Às vezes eu queria que você me ligasse. E você liga, eu sei que sim. Mas eu queria que você me ligasse no exato momento em que eu precisasse ouvir tua voz. Como que por telepatia - você sente a minha necessidade, para tudo que está fazendo e me liga.

Não é sempre que isso acontece, mas quando acontece é tão urgente, sabe? Eu fico me roendo por dentro porque ao invés de simplesmente te ligar e ouvir a tua maldita voz, eu fico cultivando úlceras porque não quero ser chata. Você sabe desse meu medo de ser chata, não sabe? E você vive dizendo não tem problema, não é chato, pode ligar quando quiser. E se por acaso eu quiser, um dia, te ligar o dia todo? Antes e depois das refeições, já pensou? Eu tenho medo de mim e da minha possível chatice. E é por isso que eu me ponho de castigo e não te ligo de jeito nenhum.
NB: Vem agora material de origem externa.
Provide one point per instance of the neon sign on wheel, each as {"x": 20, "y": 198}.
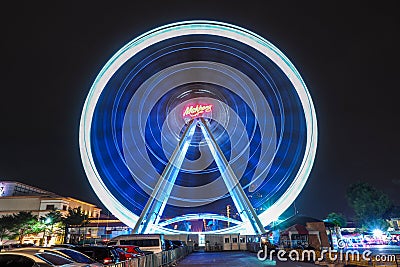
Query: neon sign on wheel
{"x": 196, "y": 111}
{"x": 119, "y": 124}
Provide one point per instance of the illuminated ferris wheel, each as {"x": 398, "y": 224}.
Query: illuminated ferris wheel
{"x": 194, "y": 116}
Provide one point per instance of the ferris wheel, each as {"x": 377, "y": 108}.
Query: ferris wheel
{"x": 192, "y": 117}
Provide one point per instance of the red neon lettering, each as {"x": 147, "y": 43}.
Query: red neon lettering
{"x": 195, "y": 111}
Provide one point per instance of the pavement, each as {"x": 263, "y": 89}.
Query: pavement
{"x": 233, "y": 258}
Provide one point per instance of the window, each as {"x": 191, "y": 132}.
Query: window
{"x": 77, "y": 256}
{"x": 53, "y": 258}
{"x": 15, "y": 261}
{"x": 141, "y": 242}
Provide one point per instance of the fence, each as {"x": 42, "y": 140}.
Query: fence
{"x": 165, "y": 258}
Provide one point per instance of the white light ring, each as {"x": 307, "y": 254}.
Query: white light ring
{"x": 189, "y": 28}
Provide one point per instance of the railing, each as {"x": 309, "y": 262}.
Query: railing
{"x": 165, "y": 258}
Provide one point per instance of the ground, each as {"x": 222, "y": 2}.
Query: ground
{"x": 232, "y": 258}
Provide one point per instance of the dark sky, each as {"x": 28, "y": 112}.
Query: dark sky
{"x": 347, "y": 54}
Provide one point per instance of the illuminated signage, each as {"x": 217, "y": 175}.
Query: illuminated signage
{"x": 197, "y": 110}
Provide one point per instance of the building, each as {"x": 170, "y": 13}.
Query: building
{"x": 16, "y": 197}
{"x": 303, "y": 232}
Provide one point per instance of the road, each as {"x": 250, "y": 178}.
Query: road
{"x": 232, "y": 258}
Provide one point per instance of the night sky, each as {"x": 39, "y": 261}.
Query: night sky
{"x": 347, "y": 54}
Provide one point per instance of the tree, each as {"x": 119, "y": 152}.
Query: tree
{"x": 75, "y": 218}
{"x": 52, "y": 223}
{"x": 6, "y": 226}
{"x": 370, "y": 205}
{"x": 25, "y": 223}
{"x": 338, "y": 220}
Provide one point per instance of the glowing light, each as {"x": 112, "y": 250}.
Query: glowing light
{"x": 377, "y": 233}
{"x": 199, "y": 28}
{"x": 196, "y": 111}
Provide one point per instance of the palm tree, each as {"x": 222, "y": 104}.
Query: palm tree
{"x": 338, "y": 220}
{"x": 53, "y": 218}
{"x": 25, "y": 223}
{"x": 75, "y": 218}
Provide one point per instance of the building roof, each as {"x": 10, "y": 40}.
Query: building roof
{"x": 297, "y": 219}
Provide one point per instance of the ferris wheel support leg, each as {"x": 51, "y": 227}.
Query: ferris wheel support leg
{"x": 155, "y": 206}
{"x": 242, "y": 203}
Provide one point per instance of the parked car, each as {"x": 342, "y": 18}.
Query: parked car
{"x": 178, "y": 243}
{"x": 103, "y": 254}
{"x": 146, "y": 242}
{"x": 75, "y": 256}
{"x": 124, "y": 255}
{"x": 133, "y": 249}
{"x": 169, "y": 245}
{"x": 35, "y": 258}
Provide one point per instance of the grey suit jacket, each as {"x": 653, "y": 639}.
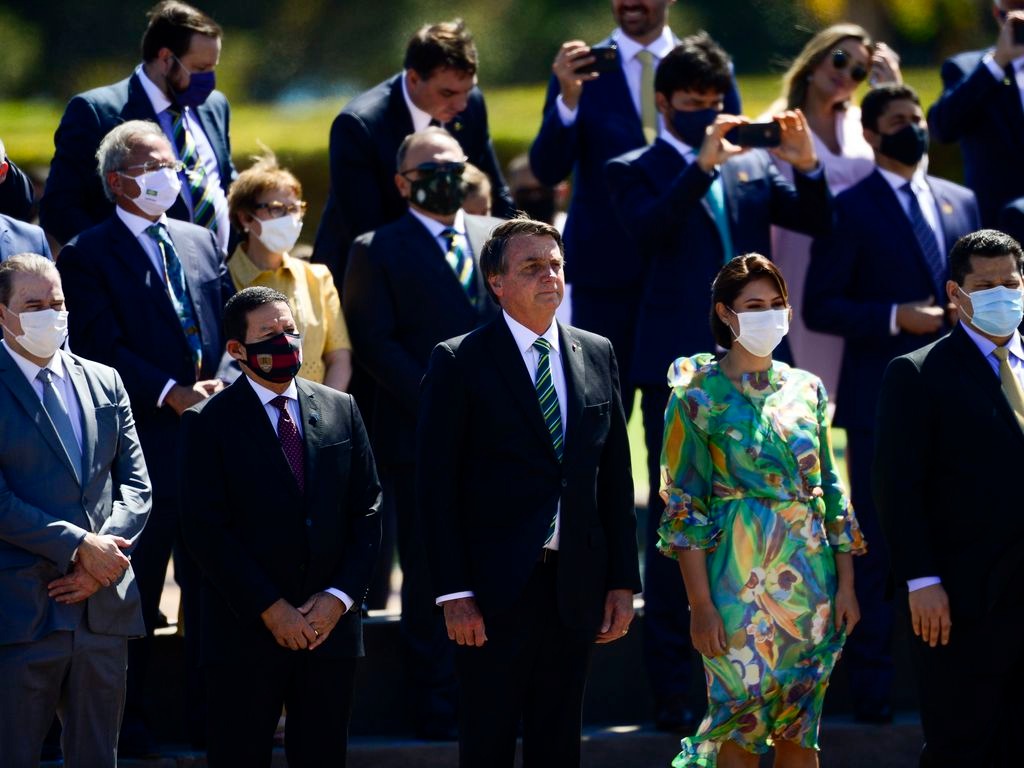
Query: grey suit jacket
{"x": 45, "y": 512}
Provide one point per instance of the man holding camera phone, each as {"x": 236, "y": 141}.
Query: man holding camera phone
{"x": 600, "y": 104}
{"x": 981, "y": 108}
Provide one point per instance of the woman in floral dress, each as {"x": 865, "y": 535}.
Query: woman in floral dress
{"x": 762, "y": 528}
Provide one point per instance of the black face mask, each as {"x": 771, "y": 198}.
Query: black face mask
{"x": 276, "y": 359}
{"x": 907, "y": 145}
{"x": 439, "y": 192}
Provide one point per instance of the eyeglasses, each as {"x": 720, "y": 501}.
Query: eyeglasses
{"x": 840, "y": 60}
{"x": 157, "y": 165}
{"x": 430, "y": 168}
{"x": 276, "y": 209}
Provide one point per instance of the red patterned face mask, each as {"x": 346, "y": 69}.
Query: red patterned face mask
{"x": 276, "y": 358}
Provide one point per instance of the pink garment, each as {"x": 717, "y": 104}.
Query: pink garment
{"x": 820, "y": 353}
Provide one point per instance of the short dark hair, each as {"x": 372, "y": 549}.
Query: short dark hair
{"x": 878, "y": 100}
{"x": 241, "y": 304}
{"x": 445, "y": 45}
{"x": 987, "y": 244}
{"x": 697, "y": 64}
{"x": 730, "y": 282}
{"x": 494, "y": 255}
{"x": 172, "y": 25}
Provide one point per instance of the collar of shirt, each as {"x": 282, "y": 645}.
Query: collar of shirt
{"x": 30, "y": 369}
{"x": 246, "y": 272}
{"x": 628, "y": 47}
{"x": 421, "y": 119}
{"x": 158, "y": 98}
{"x": 524, "y": 338}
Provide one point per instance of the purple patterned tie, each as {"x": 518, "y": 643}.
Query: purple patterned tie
{"x": 291, "y": 442}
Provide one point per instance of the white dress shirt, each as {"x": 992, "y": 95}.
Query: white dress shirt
{"x": 273, "y": 414}
{"x": 161, "y": 103}
{"x": 524, "y": 339}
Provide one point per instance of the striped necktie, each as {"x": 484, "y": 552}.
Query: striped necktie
{"x": 204, "y": 208}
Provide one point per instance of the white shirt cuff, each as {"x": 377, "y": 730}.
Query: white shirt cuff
{"x": 167, "y": 388}
{"x": 919, "y": 584}
{"x": 453, "y": 596}
{"x": 566, "y": 115}
{"x": 349, "y": 602}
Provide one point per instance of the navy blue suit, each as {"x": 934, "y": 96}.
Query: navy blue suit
{"x": 74, "y": 199}
{"x": 870, "y": 261}
{"x": 121, "y": 314}
{"x": 17, "y": 237}
{"x": 365, "y": 138}
{"x": 985, "y": 116}
{"x": 603, "y": 262}
{"x": 660, "y": 200}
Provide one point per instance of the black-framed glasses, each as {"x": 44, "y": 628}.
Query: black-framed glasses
{"x": 840, "y": 61}
{"x": 430, "y": 168}
{"x": 275, "y": 209}
{"x": 157, "y": 165}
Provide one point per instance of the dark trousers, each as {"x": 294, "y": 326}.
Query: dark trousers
{"x": 867, "y": 653}
{"x": 667, "y": 648}
{"x": 531, "y": 670}
{"x": 246, "y": 698}
{"x": 162, "y": 538}
{"x": 78, "y": 675}
{"x": 429, "y": 654}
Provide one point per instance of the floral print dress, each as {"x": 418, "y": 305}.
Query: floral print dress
{"x": 750, "y": 477}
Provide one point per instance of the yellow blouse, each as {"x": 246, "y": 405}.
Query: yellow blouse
{"x": 314, "y": 303}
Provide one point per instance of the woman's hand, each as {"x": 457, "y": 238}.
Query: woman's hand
{"x": 707, "y": 630}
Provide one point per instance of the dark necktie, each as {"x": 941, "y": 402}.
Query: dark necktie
{"x": 291, "y": 442}
{"x": 926, "y": 239}
{"x": 178, "y": 292}
{"x": 204, "y": 208}
{"x": 55, "y": 408}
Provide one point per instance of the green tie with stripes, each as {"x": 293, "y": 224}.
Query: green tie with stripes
{"x": 204, "y": 210}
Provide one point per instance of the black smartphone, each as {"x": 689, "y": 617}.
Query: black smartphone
{"x": 605, "y": 59}
{"x": 756, "y": 134}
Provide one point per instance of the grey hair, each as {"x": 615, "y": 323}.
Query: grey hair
{"x": 23, "y": 263}
{"x": 117, "y": 145}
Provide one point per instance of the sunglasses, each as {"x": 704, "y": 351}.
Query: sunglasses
{"x": 840, "y": 61}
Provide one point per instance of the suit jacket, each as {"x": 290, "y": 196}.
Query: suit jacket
{"x": 121, "y": 314}
{"x": 256, "y": 537}
{"x": 45, "y": 511}
{"x": 17, "y": 237}
{"x": 931, "y": 477}
{"x": 870, "y": 261}
{"x": 74, "y": 198}
{"x": 986, "y": 117}
{"x": 599, "y": 253}
{"x": 488, "y": 481}
{"x": 401, "y": 299}
{"x": 660, "y": 200}
{"x": 365, "y": 139}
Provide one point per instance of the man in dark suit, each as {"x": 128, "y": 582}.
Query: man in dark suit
{"x": 879, "y": 282}
{"x": 437, "y": 87}
{"x": 409, "y": 286}
{"x": 691, "y": 201}
{"x": 75, "y": 497}
{"x": 932, "y": 476}
{"x": 280, "y": 507}
{"x": 526, "y": 507}
{"x": 145, "y": 294}
{"x": 981, "y": 108}
{"x": 173, "y": 87}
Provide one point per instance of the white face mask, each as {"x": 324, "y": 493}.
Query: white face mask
{"x": 760, "y": 333}
{"x": 42, "y": 332}
{"x": 158, "y": 190}
{"x": 280, "y": 236}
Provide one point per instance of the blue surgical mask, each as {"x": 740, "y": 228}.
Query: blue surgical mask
{"x": 997, "y": 311}
{"x": 691, "y": 126}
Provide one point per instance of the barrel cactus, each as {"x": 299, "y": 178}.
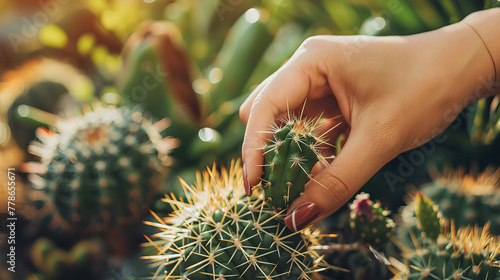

Porque quando você me achar chata já vai ser tarde demais e eu não quero ser chata e nem que seja tarde demais. Nunca. Pra nós dois eu quero apenas o tempo exato. Nem repentino nem tardio. Somente a hora certa pra nós dois. Então eu prefiro desse jeito, ficando na minha, tentando fazer com que tu sintas saudade e a minha necessidade pare tudo que está fazendo e me ligue. Eu fico com o celular na mão pensando em mil desculpas pra te ligar mas não ligo, porque eu sou covarde demais pra assumir minha vontade de ouvir a tua bendita voz.
Mas assim, se você por acaso um dia decidir que quer me ligar o dia inteiro, pode viu? Não tem problema, não é chato, pode ligar quando quiser.